Le pauvre John était secoué de spasmes, maintenant ; sa femme infirmière diplômée, y reconnut un symptôme de lésion cérébrale.

Dans la tour de contrôle, Chris Johansson, comprenant que Garton son collègue, ne pouvait à la fois surveiller tous les avions et s’occuper du Piper en détresse, prit celui-ci en charge. Or par une curieuse coïncidence, il avait un diplôme de moniteur de vol, et c’était lui qui, la veille, avait fait le cours sur la radio auquel avait assisté Joan. Prenant un micro, il lui posa une série de questions techniques nécessaires pour la guider et lui donna ses instructions :

« Dirigez-vous vers le sud de l’aéroport. Ensuite, virez légèrement de la piste principale. »

« Mais, je ne vais pas arriver à virer, avec ses pieds là où ils sont.
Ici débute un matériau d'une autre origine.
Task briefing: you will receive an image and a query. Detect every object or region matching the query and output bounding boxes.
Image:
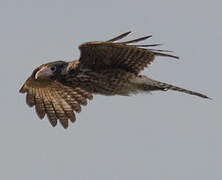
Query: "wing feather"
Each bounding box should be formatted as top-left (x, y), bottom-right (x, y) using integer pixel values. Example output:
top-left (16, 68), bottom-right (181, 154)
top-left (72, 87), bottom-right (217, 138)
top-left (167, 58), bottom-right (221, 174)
top-left (34, 88), bottom-right (45, 119)
top-left (20, 76), bottom-right (92, 128)
top-left (79, 32), bottom-right (178, 75)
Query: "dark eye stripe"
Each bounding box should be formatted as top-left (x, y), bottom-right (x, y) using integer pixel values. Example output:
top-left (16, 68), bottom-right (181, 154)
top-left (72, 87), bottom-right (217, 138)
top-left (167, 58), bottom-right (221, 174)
top-left (50, 66), bottom-right (56, 71)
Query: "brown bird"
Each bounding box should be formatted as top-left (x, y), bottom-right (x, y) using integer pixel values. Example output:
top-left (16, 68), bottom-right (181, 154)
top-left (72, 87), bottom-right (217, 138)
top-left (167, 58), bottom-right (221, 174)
top-left (20, 32), bottom-right (208, 128)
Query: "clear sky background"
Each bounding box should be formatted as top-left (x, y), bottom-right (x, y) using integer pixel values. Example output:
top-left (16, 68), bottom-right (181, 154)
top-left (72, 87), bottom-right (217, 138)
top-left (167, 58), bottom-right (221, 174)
top-left (0, 0), bottom-right (222, 180)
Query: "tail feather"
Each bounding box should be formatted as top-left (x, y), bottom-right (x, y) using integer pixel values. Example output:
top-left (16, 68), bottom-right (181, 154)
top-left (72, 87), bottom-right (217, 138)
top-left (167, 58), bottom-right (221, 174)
top-left (133, 76), bottom-right (211, 99)
top-left (154, 81), bottom-right (210, 99)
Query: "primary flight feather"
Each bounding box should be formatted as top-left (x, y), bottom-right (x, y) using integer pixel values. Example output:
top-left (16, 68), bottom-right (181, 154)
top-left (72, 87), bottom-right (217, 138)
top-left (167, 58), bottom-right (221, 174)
top-left (20, 32), bottom-right (208, 128)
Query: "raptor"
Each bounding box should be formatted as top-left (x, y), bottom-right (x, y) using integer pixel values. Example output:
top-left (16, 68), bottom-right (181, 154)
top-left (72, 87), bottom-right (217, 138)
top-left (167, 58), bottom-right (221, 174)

Je vais essayer de le pousser. » Ce n’était pas possible, John ne pesait que 65 kilos, mais le poste de pilotage était étroit. «  Impossible de virer s’il garde les pieds sur les pédales, n’est-ce pas ? » demanda-t-elle au contrôleur.

« Si. Bornez- vous à utiliser le manche. En le déplaçant un peu vers la gauche, vous pointerez vers le nord, et l’appareil sera dirigé droit sur l’aéroport. Ensuite, alignez-vous bien sur la piste. »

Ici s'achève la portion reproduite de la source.